Howto: easy cert generation and renewal with nginx

thanks for that, i also did something similar for webroot authentication as it’s only way to get multi-domain SAN ssl certificates via webroot https://community.centminmod.com/posts/20018/

not too familiar with duplicate flag, what situations would require a duplicate certificate ? if using several local balanaced web servers served over LE ssl https ?

A duplicate allows you to use use a different private key, and be able to revoke this specific key if needed.
A common use-case is to provide a duplicate to an external party / server that handles one of your domains (sub-domains usually with a wildcard), or if you need to use your certificate in different hardware and want to be able to revoke only one of them if it is compromised.

1 Like

nice didn’t know you could do that with letsencrypt client, so you duplicate ssl certificate for CDN https custom SSL usage :slight_smile:

oh will duplicate rewrite that symlink to live domain ssl ? or it gets it’s own symlink separate files ?

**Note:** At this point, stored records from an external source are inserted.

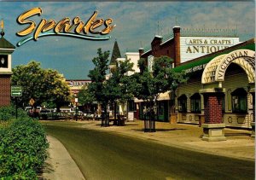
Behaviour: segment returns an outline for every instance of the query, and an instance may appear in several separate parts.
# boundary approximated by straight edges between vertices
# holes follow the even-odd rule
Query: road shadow
[[[184,128],[170,128],[170,129],[155,129],[156,132],[173,131],[186,131]],[[133,131],[144,131],[144,129],[131,129]]]
[[[225,132],[225,136],[251,136],[249,132]]]

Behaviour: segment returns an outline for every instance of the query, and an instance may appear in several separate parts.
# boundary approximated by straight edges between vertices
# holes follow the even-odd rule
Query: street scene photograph
[[[0,179],[255,179],[255,1],[0,1]]]

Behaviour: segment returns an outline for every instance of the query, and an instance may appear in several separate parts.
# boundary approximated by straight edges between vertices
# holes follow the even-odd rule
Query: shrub
[[[18,117],[28,117],[27,113],[21,108],[18,108]],[[0,107],[0,120],[7,121],[15,119],[16,109],[14,106]]]
[[[0,177],[35,179],[47,157],[44,130],[27,118],[15,120],[0,129]]]

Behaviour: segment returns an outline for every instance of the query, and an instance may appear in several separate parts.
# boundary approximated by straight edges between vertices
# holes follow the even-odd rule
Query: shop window
[[[238,88],[231,92],[232,112],[246,113],[247,110],[247,93],[243,88]]]
[[[225,96],[222,97],[222,113],[225,113]]]
[[[201,96],[195,93],[190,97],[190,111],[191,113],[201,113]]]
[[[136,111],[136,104],[134,101],[128,101],[128,111]]]
[[[177,98],[177,106],[179,113],[187,113],[187,96],[182,95]]]

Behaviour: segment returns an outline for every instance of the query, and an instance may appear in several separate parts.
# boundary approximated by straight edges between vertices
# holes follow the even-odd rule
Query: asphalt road
[[[254,162],[188,151],[80,128],[43,123],[58,138],[86,179],[254,179]]]

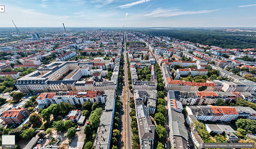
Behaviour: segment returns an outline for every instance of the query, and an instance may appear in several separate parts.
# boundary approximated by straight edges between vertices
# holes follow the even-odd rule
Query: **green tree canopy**
[[[29,116],[29,122],[33,124],[41,122],[41,116],[36,113],[31,113]]]
[[[60,120],[57,121],[55,124],[55,130],[57,131],[63,131],[65,130],[64,121]]]
[[[71,127],[67,129],[67,131],[66,136],[67,138],[71,139],[75,135],[75,132],[76,130],[75,127]]]
[[[92,106],[92,105],[91,103],[89,101],[85,101],[83,103],[83,108],[84,109],[87,110],[88,111],[91,110]]]
[[[34,129],[27,129],[20,135],[21,137],[27,140],[30,140],[35,134],[36,130]]]
[[[10,95],[12,97],[13,100],[15,101],[19,101],[26,95],[26,94],[22,92],[13,92],[10,94]]]
[[[91,121],[90,124],[93,128],[97,128],[98,126],[102,111],[102,108],[98,108],[91,113],[90,120]]]
[[[164,140],[166,135],[166,130],[161,124],[157,126],[156,127],[156,132],[157,133],[159,140],[163,141]]]
[[[165,118],[160,113],[157,113],[155,115],[155,121],[157,125],[163,126],[165,124]]]

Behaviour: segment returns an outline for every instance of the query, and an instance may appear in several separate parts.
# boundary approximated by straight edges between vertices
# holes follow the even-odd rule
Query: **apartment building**
[[[113,124],[115,114],[116,96],[114,90],[105,91],[107,100],[100,119],[99,126],[93,143],[94,148],[110,149],[112,137]]]
[[[100,72],[102,70],[90,70],[86,65],[80,65],[77,61],[55,62],[40,67],[35,71],[18,79],[15,84],[21,91],[26,93],[117,89],[119,67],[120,65],[117,62],[114,64],[111,80],[108,81],[74,82],[71,81],[79,80],[83,76],[92,75],[96,70]],[[70,72],[71,72],[69,73]],[[62,78],[65,75],[66,76]],[[101,75],[101,73],[100,75]],[[100,76],[98,77],[98,79],[99,77]],[[58,81],[60,79],[64,81]]]
[[[10,67],[10,66],[9,65],[7,65],[5,64],[0,64],[0,70],[10,68],[11,67]]]
[[[21,67],[29,68],[37,68],[37,66],[36,65],[15,65],[13,66],[13,68],[14,68]]]
[[[189,135],[185,126],[184,116],[181,112],[168,109],[169,138],[171,148],[188,148]]]
[[[106,90],[108,91],[109,90]],[[107,96],[103,91],[70,92],[41,93],[36,100],[40,105],[67,102],[72,105],[82,105],[85,101],[105,103]]]
[[[220,67],[224,68],[227,64],[226,61],[221,60],[218,59],[216,59],[214,62],[215,65]]]
[[[196,120],[203,121],[229,122],[239,117],[236,109],[229,106],[188,106],[186,109],[188,115],[193,115]],[[255,116],[250,119],[253,119]]]
[[[155,126],[151,121],[147,106],[141,104],[136,107],[136,112],[141,148],[153,149]]]
[[[63,61],[65,59],[68,60],[69,58],[72,58],[76,55],[75,51],[69,51],[58,56],[56,58],[56,61]]]
[[[178,72],[181,75],[187,76],[189,75],[189,73],[190,74],[193,76],[197,75],[206,75],[208,73],[208,70],[207,69],[198,69],[196,68],[190,68],[188,69],[178,69]]]
[[[81,115],[82,113],[80,110],[72,110],[67,114],[66,120],[70,120],[72,122],[76,122]]]
[[[196,64],[197,66],[199,65],[206,65],[208,64],[208,62],[200,59],[196,61]]]
[[[197,148],[198,149],[202,148],[203,141],[199,135],[198,134],[197,132],[196,131],[193,131],[192,129],[190,129],[188,130],[188,132],[190,138],[192,139],[193,143],[197,147]]]
[[[0,72],[0,76],[3,77],[9,77],[16,79],[20,76],[19,72]]]
[[[21,124],[30,114],[27,109],[14,108],[5,111],[0,118],[7,124]]]
[[[25,60],[22,63],[25,65],[35,65],[38,66],[40,66],[42,64],[40,60],[36,58],[27,59]]]

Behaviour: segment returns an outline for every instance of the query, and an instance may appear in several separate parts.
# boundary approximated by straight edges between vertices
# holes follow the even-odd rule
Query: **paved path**
[[[127,62],[126,58],[126,53],[127,51],[126,50],[126,41],[125,41],[125,38],[124,39],[124,50],[123,52],[124,59],[125,60],[125,64],[124,67],[124,69],[125,70],[124,84],[124,87],[123,89],[123,91],[122,92],[122,97],[121,97],[121,98],[122,98],[121,99],[121,101],[123,103],[123,108],[125,116],[123,117],[121,119],[122,123],[123,125],[121,142],[123,142],[123,144],[121,148],[130,149],[132,148],[132,134],[131,128],[131,120],[129,115],[131,111],[131,109],[130,108],[128,100],[129,100],[130,97],[131,97],[131,93],[128,87],[129,85],[129,84],[127,70],[129,68],[128,67],[129,66],[128,66],[128,64],[127,64]]]

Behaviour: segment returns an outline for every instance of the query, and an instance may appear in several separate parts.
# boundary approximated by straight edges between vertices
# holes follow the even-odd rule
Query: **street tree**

Yes, this would be a valid use-case. So you can revoke your CDN cert if they get breached, and not the other certificates you use for this domain.

A duplicate creates a brand new certificate, named for example “example.net-0001” and not example.net

3 Likes

thanks @renchap for clarification :slight_smile:

Renaud, you mention that we need to have the cli tool installed. Is this what you get when you clone into the GitHub repo?

letsencrypt-auto??

I am using FreeBSD, so I only needed to run pkg install py27-letsencrypt

Here is an (untested by me) repository with install scripts for various systems : https://github.com/kennwhite/install-letsencrypt

1 Like

Thank you for all the help Renaud, I did end up being successful using the standalone installation. I prefer this for the time being until it’s automated. I did post details on the my original post, if it can help others. Once again thank you!

to make this a complete guide I would like to add how you could setup your https server as well:

server {
        listen 443 ssl;

        root /var/www/yourpath;
        index index.php index.html index.htm;

        # Make site accessible from http://localhost/
        server_name yourdomain.com www.yourdomain.com;

        # if you are using hhvm, otherwhise include your standard php config or whatever
        include hhvm.conf;

        location / {
             try_files $uri $uri/ /index.php$is_args$args;
        }

        ssl on;

        ssl_certificate /etc/letsencrypt/live/yourdomain.com/cert.pem;
        ssl_certificate_key /etc/letsencrypt/live/yourdomain.com/privkey.pem;

        ssl_stapling on;
        ssl_stapling_verify on;
        ssl_trusted_certificate /etc/letsencrypt/live/yourdomain.com/fullchain.pem;

        ssl_session_timeout 5m;
}
1 Like

see also https://github.com/letsencrypt/letsencrypt/issues/1566 to fully automate command

1 Like

Did someone post a complete guide on how to set up the server? I do not know how or where to do this. I’m using AWS elastic beanstalk.

I found a complete guide on Setting up a WordPress site on AWS which uses nginx on an EC2. The SSL is through sslmate but it would be great if someone forked the Gist to work with LetsEncrypt. I’d buy that person a beer for sure.

Nice one!

On top of this, I’ve added to my crontab this:

* 3 2 1-12 * bash -l -c "mkdir -p /tmp/letsencrypt-auto && /root/letsencrypt/letsencrypt-auto certonly -d MAINDOMAIN -d SUBDOMAIN-1 -d SUBDOMAIN-2 --agree-tos --renew-by-default -a webroot --webroot-path=\"/tmp/letsencrypt-auto\" && service nginx reload"

So it renews every month, second day of each month, two o’clock :smiley:

I recommend looking at this script.

Combine with the following crontab entry:

30 2 * * 1 /usr/local/sbin/le-renew-webroot >> /var/log/le-renewal.log

Resource: DigitalOcean Let’s Encrypt article

I have a letsencrypt certificate for nginx set for mydomain.com and www.mydomain.com and I would like to use that certificate for static.mydomain.com. When renewing, is it possible to add “static” subdomain that has not been specified when the certificate was first set up. If not, then how to proceed? Thanks.

@iyedb, did you use webroot authentication to obtain the certificate?

If you run certbot certonly --force-renew -d mydomain.com -d www.mydomain.com -d static.mydomain.com, it should perform a renewal replacing the existing cert with a new one that includes coverage for static.mydomain.com as well (although I’m not sure whether you need to explicitly specify the webroot for the new domain with -w).

@schoen Thank you. The command I used was: ./letsencrypt-auto certonly -a webroot --webroot-path=/usr/share/nginx/html -d example.com -d www.example.com.
So this:
certbot certonly --force-renew --webroot -w /var/www/example -d example.com -d www.example.com -w /var/www/static -d static.example.com should do it I guess. Fantastic!

For future reference, this works. renew a certificate adding a new subdomain with a different webroot.

I’m glad it worked properly for you, and thanks for documenting your experience here.